(CNN) — Retired Col. George "Bud" Day was the "bravest man I ever knew," Sen. John McCain said Sunday of the war hero with whom he shared a cell as a prisoner in North Vietnam.
Day, a highly decorated serviceman who was awarded the Medal of Honor in 1976, died Saturday at age 88 in Florida, according to CNN affiliate WJHG-TV in Panama City.
"I owe my life to Bud, and much of what I know about character and patriotism," McCain, an Arizona Republican, said in a statement. "His fierce resistance and resolute leadership set the example for us in prison of how to return home with honor."

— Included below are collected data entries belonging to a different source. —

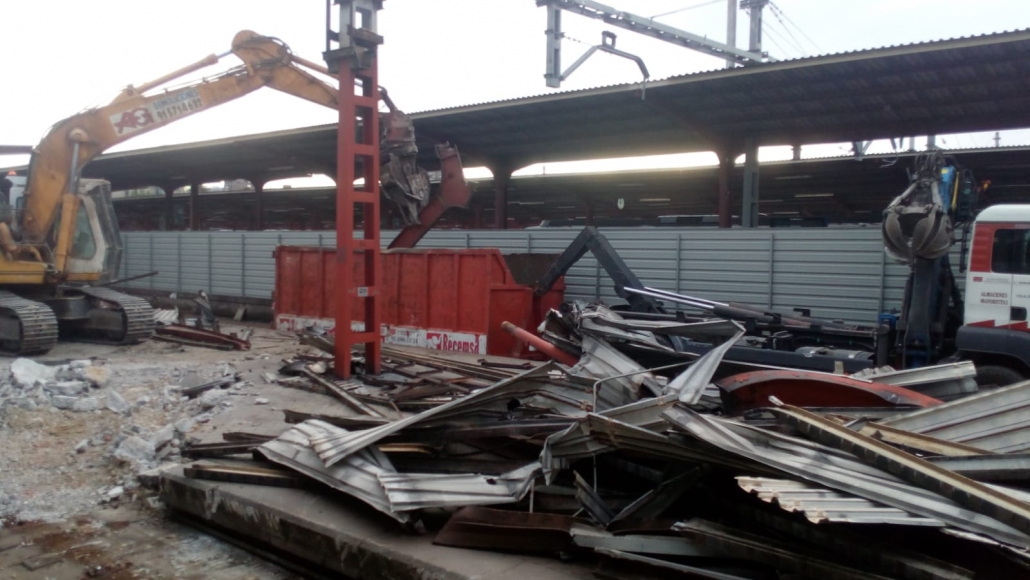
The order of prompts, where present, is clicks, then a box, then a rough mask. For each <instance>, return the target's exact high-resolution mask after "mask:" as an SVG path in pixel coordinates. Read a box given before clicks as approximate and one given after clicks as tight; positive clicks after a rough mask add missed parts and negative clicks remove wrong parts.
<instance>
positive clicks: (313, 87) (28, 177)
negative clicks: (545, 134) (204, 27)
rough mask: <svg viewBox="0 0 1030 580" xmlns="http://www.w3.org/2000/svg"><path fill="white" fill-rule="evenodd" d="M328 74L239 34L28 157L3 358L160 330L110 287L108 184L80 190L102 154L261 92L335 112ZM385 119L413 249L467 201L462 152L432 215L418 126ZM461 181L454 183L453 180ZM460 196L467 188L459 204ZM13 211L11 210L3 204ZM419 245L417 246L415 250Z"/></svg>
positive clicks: (382, 153) (17, 215)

Forced to eject from his F-100 military aircraft above North Vietnam in 1967, Day -- whose arm was broken in three places -- was captured by North Vietnamese forces and interrogated.
He managed to escape 10 days later, trekking through the jungle toward South Vietnam. But after wandering for days and unsuccessfully attempting to signal U.S. aircraft, he was eventually recaptured by enemy forces.
The citation for his Medal of Honor notes Day offered "maximum resistance" to enemy interrogators during his 5 1/2 years in captivity, much of it inside the notorious "Hanoi Hilton."
"His personal bravery in the face of deadly enemy pressure was significant in saving the lives of fellow aviators who were still flying against the enemy," the citation read.
The injuries Day sustained to his arms never fully recovered. McCain, whose aircraft was shot down over Hanoi two months after Day's, suffered similar injuries during his time as a prisoner of war.
Day was a supporter and surrogate for McCain's 2000 and 2008 presidential bids, and in 2004 he appeared in television ads produced by Swift Boat Veterans for Truth, the group created to attack 2004 Democratic nominee John Kerry's military service record.
Born in Sioux City, Iowa, in 1925, Day was a Marine in the North Pacific during World War II and later was an Army Reservist before joining the Air Force in 1951.